Który zespół po sobotnich derbach mógł odczuwać większy niedosyt? O dziwo... goście, którzy nic sobie nie robiąc z wyraźnej dysproporcji w tabeli na rzecz Spójni, postawili jej poprzeczkę wysoko. A gdyby zliczyć bramkowe okazje, to te częściej stwarzali właśnie piłkarze z Czańca. Ta bodaj najlepsza to minuta 15. i „wjazd” w pole karne z bocznego sektora boiska Samuela Colika z niedostatecznym wykończeniem.

– Zaprezentowaliśmy się słabiej. To rywal był dziś konkretniejszy. Nam brakowało strzałów, dobrych podań, wszystko było spóźnione. Nie możemy być więc zadowoleni. Chcemy grać ładniej dla oka w tej rundzie, ale nie zawsze idą na razie za tym sytuacje stwarzane. Trudniej przedostać się nam za plecy rywala, gdy prowadzimy grę – konstatuje Mateusz Wrana, szkoleniowiec zespołu z Landeka.

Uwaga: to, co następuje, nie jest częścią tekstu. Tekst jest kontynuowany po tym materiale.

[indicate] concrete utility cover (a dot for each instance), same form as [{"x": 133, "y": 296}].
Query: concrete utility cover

Miejscowi w istocie nie doczekali się podczas 90. minut żadnej „setki”, bo za takowe trudno uznać uderzenia z dalszej odległości, m.in. to najciekawsze, acz chybione Wiktora Piejaka z 70. minuty. Również w tej odsłonie meczu więcej pracy miał Kacper Dana, choć naprawdę poważnego zagrożenia drużyna wyżej notowana w stawce uniknęła. Wysiłków gości z Czańca nie zniweczyła zarazem „cegła”, którą za nadmiar kartek żółtych obejrzał na finiszu Jakub Knapek.